Kleine Änderungen – große Wirkung
So hat beispielsweise die Änderung eines „Opt-In“ zu einem „Opt-Out“ millionenschwere Konsequenzen für die Geschäfte von Datenhändlern (siehe das Schmieren-Stück um das neue Meldegesetz im Deutschen Bundestag). Gleichzeitig sind es wenige Buchstaben, die für Jahre, vielleicht sogar für Jahrzehnte über die Privatsphäre von 500 Millionen EU-Bürger entscheiden können (die letzte EU-Datenschutznovelle liegt 17 Jahre zurück).
Both sides of the story
Haben wir uns in der ersten Woche überwiegend auf die Texte der Konzerne konzentriert, liegen uns seit vergangener Woche nun auch die Unterlagen einiger Datenschutzorganisationen vor. Auch hier sind wir – wenig überraschend – fündig geworden.
Während sich die allgemeine Durchdringung der Gesetzestexte durch die Corporate-Lobbyisten scheinbar auf mehrere Schultern verteilt, ist die Einflussnahme der Datenschützer eher auf die Initiative einzelner Abgeordneter zurückzuführen. Amelia Andersdotter, EU-Abgeordnete der Piraten, hat es tatsächlich fertig gebracht, den kompletten Katalog an Änderungswünschen der European Digital Rights Initiative (EDRi) für ihre Gesetzesanträge zu kopieren.
„Die Leute haben mich nicht gewählt, weil ich eine Expertin für Rechtswissenschaften bin, sondern weil sie mir vertrauen, dass ich mich für ihre Belange einsetze“, so Andersdotter.

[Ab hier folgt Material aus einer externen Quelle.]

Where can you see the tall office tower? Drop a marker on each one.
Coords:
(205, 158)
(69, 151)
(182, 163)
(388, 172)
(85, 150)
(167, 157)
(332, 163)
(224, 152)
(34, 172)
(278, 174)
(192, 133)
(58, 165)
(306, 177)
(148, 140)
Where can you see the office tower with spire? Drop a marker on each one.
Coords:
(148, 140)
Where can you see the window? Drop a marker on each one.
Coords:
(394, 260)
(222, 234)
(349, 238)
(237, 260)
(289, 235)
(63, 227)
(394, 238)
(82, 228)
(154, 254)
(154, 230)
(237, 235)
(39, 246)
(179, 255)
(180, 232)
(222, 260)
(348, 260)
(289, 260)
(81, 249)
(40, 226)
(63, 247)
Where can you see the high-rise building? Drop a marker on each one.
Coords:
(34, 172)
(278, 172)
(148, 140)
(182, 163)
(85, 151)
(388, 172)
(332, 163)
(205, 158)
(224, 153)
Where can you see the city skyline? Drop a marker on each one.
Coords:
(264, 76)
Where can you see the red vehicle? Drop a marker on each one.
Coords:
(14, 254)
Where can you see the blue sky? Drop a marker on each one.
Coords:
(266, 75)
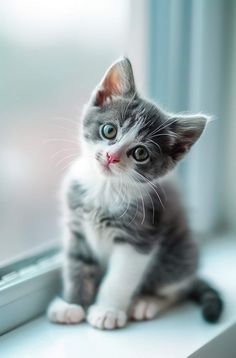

Als ich die junge Parlamentarierin Samstag Abend am Telefon erreiche, folgt eine längere Diskussion, bei der die 25jährige zeitweise regelrecht biestig wird: „We are not the problem“, versucht sie den Spieß herumzudrehen. „Actuallay YOU are!“ LobbyPlag lenke die Diskussion auf ein Thema, das völlig irrelavant sei. Es gehe nicht um Copy & Paste, sondern um die Werte, die man repräsentiere.
Moment mal: Wir auf einmal die Bösen? Nur weil wir wissen wollen, wer bei der Gesetzgebung so alles seine Hand im Spiel hat? Und das ausgerechnet von Piraten, die sich wie keine andere Gruppierung Transparenz auf die Fahne geschrieben haben? Ist Transparenz etwa nur dann gut, solange sie der richtigen Sache dient? Und wenn ja, wer definiert das?
„Ich glaube schon, dass da ein gewisser Unterschied besteht, ob man Partikularinteressen von der Industrie übernimmt oder aber gemeinnützige Anträge von einer Datenschutzorganisation“, so die österreichische EU-Abgeordnete Dr. Eva Lichtenberger (Die Grünen), die sich bei ihren Änderungsanträgen ebenfalls großzügig aus einem NGO-Papier bedient hat.
Wenn also Copy & Paste gar nicht das Problem ist, warum nicht offensiv damit umgehen und die Quelle für die eigenen Gesetzesvorlagen gleich von Anfang an transparent machen? „Ich bin dafür, dass wir das genauso offenlegen, von wem wir Material erhalten“, so Lichtenberger. „Das ist für mich überhaupt kein Problem!“.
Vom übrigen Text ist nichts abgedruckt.